国税庁・民間給与実態調査の2022年と2012年の産業別平均年収の比較を見てみると、建設業の平均年収が伸び、サービス業、卸小売業があまり伸びていないことがわかります。10年前の建設業の年収水準が低すぎたせいでもあり、上がったというより「適正水準になりつつある」とも言えます。

建設業の男性の年収は、世間で言われるほど悪くない

2022年の産業別年収を男女別に見てみると、男性は製造業、卸小売業、サービス業、建設業で働く人が多いです。この4産業を比較してみると、建設業の年収水準は製造業に若干劣るものの、卸小売業、サービス業と比較すると年収300万円以下で働く層が13%と少ないです。これは建設職人の人材派遣が法令で制限されているため、非正規雇用が少ないことが影響していると考えられます。「建設業の給料は世間で言われるほど今は悪くない」と言えます。

ただし、建設業は酷暑、厳しい寒さでの屋外業務があり、さらに災害後の復旧にも従事します。屋内作業が多い製造業と比較すると、「過酷な分もっと給料を上げるべき」と言えます。

建設業の女性の年収は男性と大差がない

女性は医療福祉業、卸小売業、サービス業、製造業で働く人が多く、女性就業者全体の2~3%しか建設業就業者はいません。卸小売業、サービス業で働く女性の6~7割が年収300万円以下と、男性と比較すると年収が著しく低いことがわかります。介護関係の就業者が増加している医療福祉業でも、4割以上が年収300万円以下です。

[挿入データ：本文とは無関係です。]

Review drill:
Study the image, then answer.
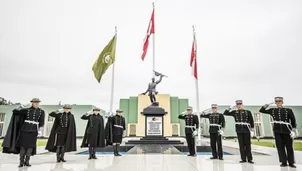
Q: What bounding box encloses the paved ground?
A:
[0,138,302,171]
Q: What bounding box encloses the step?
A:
[126,140,183,144]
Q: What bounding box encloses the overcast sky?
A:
[0,0,302,110]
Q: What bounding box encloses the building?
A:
[0,94,302,138]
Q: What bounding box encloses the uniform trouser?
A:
[20,147,33,163]
[88,145,96,157]
[210,133,223,158]
[186,133,195,155]
[149,93,156,102]
[237,133,253,161]
[274,133,295,164]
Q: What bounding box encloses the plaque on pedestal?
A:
[142,102,167,137]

その中で、建設業で働く女性の平均年収は、男性と大差がありません。建設業で働くシングルマザーの方も「男性と同じ額の給料が稼げる」と述べており、「建設業は女性の貧困を救う可能性がある」のです。

「日本人の給料が上がらない」のは、女性の給料が低く抑えられ、特に卸小売、サービス業の非正規雇用が多く、給料が低いことが影響しています。経済協力開発機構(OECD、日、米を含む先進国38ヶ国が加盟する国際機関)のデータによれば、2022年の日本の男女賃金格差はOECD諸国平均の2倍です。「130万円の壁」と言われる社会保険制度上の特徴から「非正規雇用で働き控え」をする女性が多いなどの背景もあります。

女性の給料を上げていくためには、製造、建設、ITなどの業界の正規雇用で働く女性を増やす必要があります。IT業界では女性にITスキルを身に付けてもらい、年収を上げる取り組みが始まっています。女子大で「リケジョ」を増やす取り組みが盛んなのも似た狙いと考えられます。

ブラックと呼ばれてしまう背景には、休みの少なさがある

建設業の労働時間は他産業より長いです。産業別月間出勤日数を例にとると、主要産業で最も出勤日数が多いです。他の産業では祝日に休めているのに、建設業だけ祝日がないことが「建設業界がブラック」と呼ばれてしまう背景にあります。

2024年問題をきっかけに業界を挙げて休日を増やす活動をして、労働時間は毎年短くなっていますが、週休2日も定着しているとはいえません。民間工事と公共工事で比較すると、公共工事の方が休みの面では改善傾向にあります。

他方で、公的機関に寄せられる労働相談件数を産業別に見るとサービス業、福祉関係が多く、建設業は多くありません。「手に職」の業界なので「会社で嫌なことがあったらすぐ他社に行けるから」と考えられます。